Caracterizando a Dipol como uma espécie de “polícia política”, o deputado Simões relata que, durante o segundo mandato do ex-governador Mário Covas, recebeu uma denúncia contra a divisão, sucessora do famoso centro de tortura da ditadura militar, o Departamento de Ordem Política e Social (Dops). A informação repassada ao deputado apontava que os arquivos desse aparato de repressão estavam atualizados até meados dos anos 90. “Encontramos milhares de fichas individuais com nomes de jornalistas, lideranças religiosas, dirigentes de entidades estudantis. As fichas atualizadas vinham das seccionais de polícia do Estado”, conta Simões.

Para o parlamentar, os mesmos policiais, formados pela ditadura, “tiveram essas práticas durante os dois governos do Covas e devem estar fazendo o mesmo no terceiro governo do PSDB”.
Indícios para isso não faltam. Exemplos: o diretor do Dipol, delegado Macilon Bernardes, serviu o Dops durante a ditadura. O delegado Aparecido Laertes Calandra, o temido capitão Ubirajara, do Destacamento de Operação de Informações – Centro de Operações de Defesa Interna (Doi-Codi), outro aparato de repressão, foi nomeado assistente de Bernardes. Depois de denúncias, Calandra foi transferido para um cargo burocrático na polícia civil, mas continua participando das atividades do Dipol. “Esse é o tipo de gente que cuida da inteligência do governo de Geraldo Alckmin”, diz Simões.
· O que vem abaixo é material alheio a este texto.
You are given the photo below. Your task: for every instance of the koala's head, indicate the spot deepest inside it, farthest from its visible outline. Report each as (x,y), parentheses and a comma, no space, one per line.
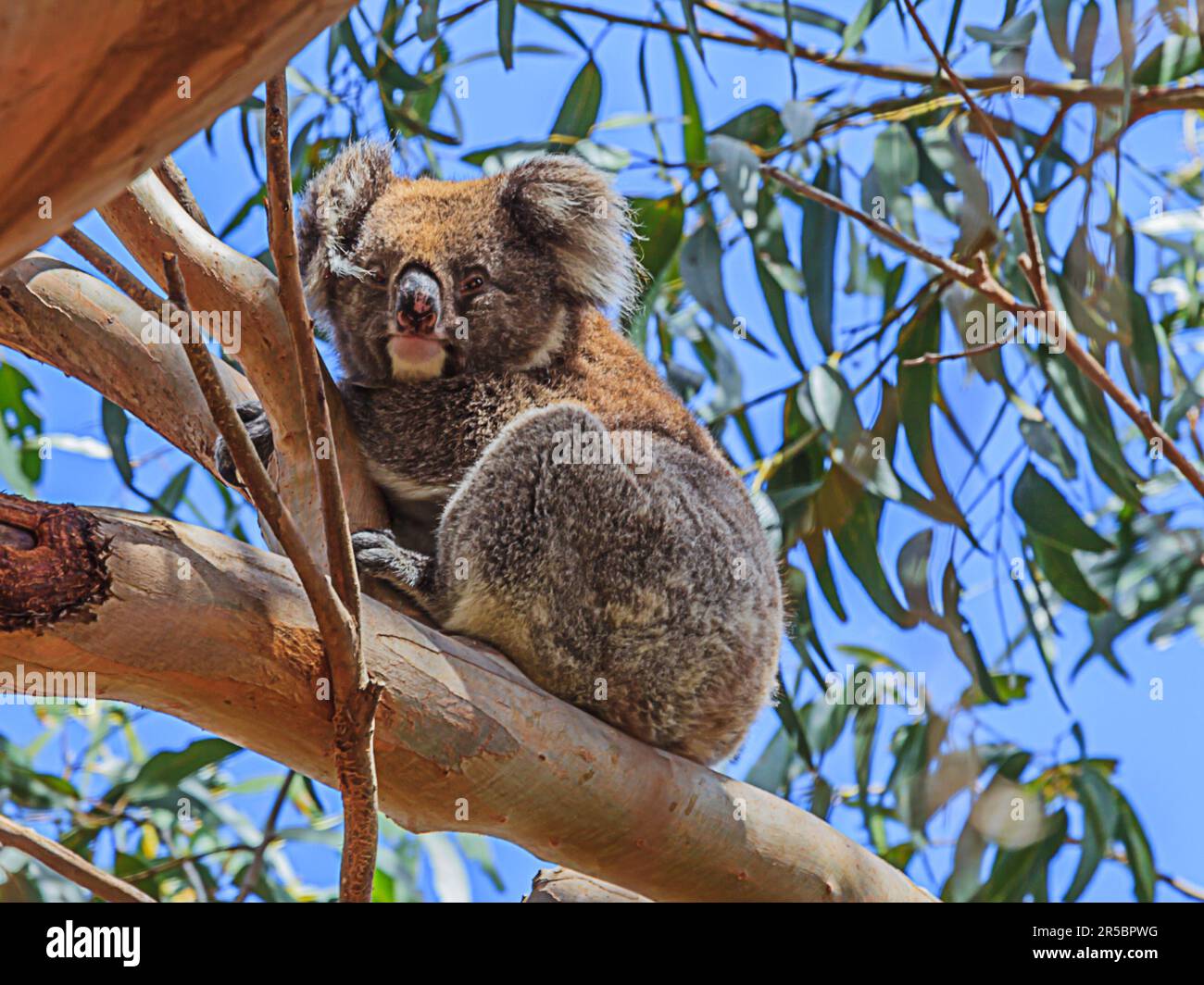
(420,279)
As organizações pretendem ir além da divulgação de um manifesto. A entidade Educação e Cidadania de Afrodescendentes e Carentes (Educafro), uma das entidades vigiadas, já pediu judicialmente uma certidão de informações e esclarecimento à Dipol. Outros movimentos pretendem fazer o mesmo.

Poder Federal

O governo federal também não foi isentado das críticas das organizações. Sandra Carvalho, da Justiça Global, afirma que as práticas utilizadas são as mesmas dos anos da ditadura. “Como isso pode acontecer dentro de um regime democrático e num governo de esquerda?”, questiona. Para Sandra, os departamentos de inteligência das polícias devem se voltar para redes criminosas, e não para movimentos sociais “que são fundamentais para a consolidação da democracia”. O ativista Gegê afirma que a iniciativa da espionagem é contraditória: “Muita gente que está no governo federal já foi vítima de espionagem. Isso é vergonhoso porque somente mudou o nome das entidades, mas a estrutura continua a mesma”. O presidente nacional da CUT, Luiz Marinho, também se indignou com a espionagem: “Não podemos tolerar isso num regime democrático e os responsáveis têm que arcar com as consequências”.